Asset 1 | 20xx Ford F350 |
Asset Name | Vehicles |
Useful Life | 5 years |
Cost (Basis) | $40,000 |
Salvage Value | $2,000 |
Units: Miles | 100,000 |
The depreciation expense to complete the five year period would be calculated as 7 months in the sixth year of the asset’s life. Five months in the first year, 12 months in years two through five, and seven months in year six.
Depreciation Year 1 | 5 months |
Depreciation Year 2 | 12 months |
Depreciation Year 3 | 12 months |
Depreciation Year 4 | 12 months |
Depreciation Year 5 | 12 months |
Depreciation Year 6 | 7 months |
What is the Journal Entry to Record Depreciation?
Whether a company records its depreciation monthly or yearly, an adjusting journal entry is made to adjust the balance of depreciation expense and to record the the loss of value of the asset in the accumulated depreciation account.
The journal entry is a debit to Depreciation Expense and a credit to the contra asset Accumulated Depreciation. In this case, we’ll assume the asset has $2,000 a year in depreciation (straight-line)

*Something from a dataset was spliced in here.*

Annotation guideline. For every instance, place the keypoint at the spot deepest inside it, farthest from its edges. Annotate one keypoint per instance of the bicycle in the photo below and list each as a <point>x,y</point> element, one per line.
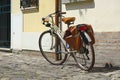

Depreciation Expense | 2,000 | |
Accumulated Depreciation | 2,000 |
When the entry is posted to the accounts, Depreciation Expense has increased and Accumulated Depreciation has increased. The new Accumulated Depreciation total then moves to the Balance Sheet where it shows the total reduction in the assets value from the time the asset was purchase. The Depreciation Expense is accumulating, adding up over time.
Vehicles | $10,000 |
Less Accumulated Depreciation | (2.000) |
Net Book Value | $ 8,000 |
Assuming that the asset in question has a 5 year useful life and the company uses Straight Line Depreciation, the next year’s entry will be:
Depreciation Expense | 2,000 | |
Accumulated Depreciation | 2,000 |
The new Accumulated Depreciation amount will be $2,000 + $2,000 = $4,000. The Balance Sheet will now show this:
Vehicles | $10,000 |
Less Accumulated Depreciation | (4.000) |
Net Book Value | $ 6,000 |
The Depreciation has Accumulated to $4,000. The Net Book Value of the asset is now $6,000. Notice we haven’t touched the original (historic) cost of the asset. We are tracking the loss in value using the Accumulated Depreciation contra asset account.